JAKARTA (Garudanews.id)- Pemerintah sudah memberikan lampu hijau untuk impor garam konsumsi. Aturan-aturan tentang garam konsumsi sudah sepakat akan diselaraskan.

Direktur Jenderal Pengelolaan Ruang Laut Kementerian Kelautan dan Perikanan (KKP) Brahmantya Satyamurti Poerwadi mengatakan seluruh pihak sudah sepakat agar impor garam konsumsi dipermudah. Peraturan Menteri Perdagangan (Permendag) No 125/2015 akan disesuaikan dengan mengubah batas atas kadar natrium klorida (NaCl).

“Kemarin kami rapat di Kemendag untuk menyesuaian aturan dan sudah sepakat akan ada penyesuaian Permendag,” ucap Brahmantya kepada Media Indonesia, Kamis (27/7).

Adapun Permendag No 125/2015 tentang Ketentuan Impor Garam menyebut batas atas kadar NaCl untuk garam konsumsi sebesar 97%. Sementara itu, dalam Peraturan Menteri Perindustrian No 88/2014 dan Standar Nasional Indonesia (SNI), tidak ada aturan tentang batas atas tersebut.

Karena aturan Permendag itu, impor garam konsumsi sulit untuk direalisasikan. Pada Februari silam, KKP sudah mengeluarin rekomendasi izin impor garam konsumsi sebesar 226 ribu ton.

Namun, PT Garam (persero) selaku BUMN yang boleh mengimpor garam konsumsi hanya bisa memasukan 75 ribu ton. Itu pun menjadi persoalan di Bareskrim Polri karena kadar NaCl-nya di atas 97%.

“Meski akan disesuaikan aturannya, impor tetap akan diawasi oleh Bea Cukai dan Bareskrim,” ucap Brahmantya.

Hari ini, kata dia, tim verifikasi data produksi di semua daerah akan kembali ke Jakarta dan melaporkan hasil temuan di lapangan.

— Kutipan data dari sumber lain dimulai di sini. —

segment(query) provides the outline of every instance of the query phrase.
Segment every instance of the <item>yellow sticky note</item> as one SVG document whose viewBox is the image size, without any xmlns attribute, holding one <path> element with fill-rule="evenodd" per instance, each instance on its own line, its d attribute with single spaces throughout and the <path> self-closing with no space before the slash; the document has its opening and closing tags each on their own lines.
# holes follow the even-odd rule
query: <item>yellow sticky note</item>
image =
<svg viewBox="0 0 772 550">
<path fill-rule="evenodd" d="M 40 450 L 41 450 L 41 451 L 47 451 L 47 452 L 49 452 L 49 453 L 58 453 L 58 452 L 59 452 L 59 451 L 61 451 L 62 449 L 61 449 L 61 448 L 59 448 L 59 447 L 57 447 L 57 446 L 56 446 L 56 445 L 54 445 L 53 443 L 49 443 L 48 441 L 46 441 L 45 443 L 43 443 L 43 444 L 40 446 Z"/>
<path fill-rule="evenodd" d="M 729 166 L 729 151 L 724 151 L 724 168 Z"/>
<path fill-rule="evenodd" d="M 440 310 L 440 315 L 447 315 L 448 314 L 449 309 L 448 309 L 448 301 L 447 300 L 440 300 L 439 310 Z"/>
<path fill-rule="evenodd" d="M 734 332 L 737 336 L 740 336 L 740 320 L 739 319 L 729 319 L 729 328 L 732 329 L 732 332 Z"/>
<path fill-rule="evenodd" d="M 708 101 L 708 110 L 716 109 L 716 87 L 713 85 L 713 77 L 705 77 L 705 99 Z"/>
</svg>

Setelah itu, pemerintah akan melakukan rapat untuk menentukan rekomendasi izin impor garam konsumsi agar harga garam segera kembali normal.

Meski demikian, Brahmantya menyebut pihaknya akan tetap berhati-hati dalam menerbitkan rekomendasi izin. Rekomendasi izin impor garam akan disesuaikan dengan perkiraan panen raya petani garam yang dinilainya terjadi pada September.

“Kita harus pahami kalau supply dan demand saat ini timpang. Jadi harus cari cara. Namun, kita tetap hati-hati dalam mengeluarkan rekomendasi jangan sampai garam masuk saat panen raya dan jumlahnya melampaui produksi petani,” imbuhnya.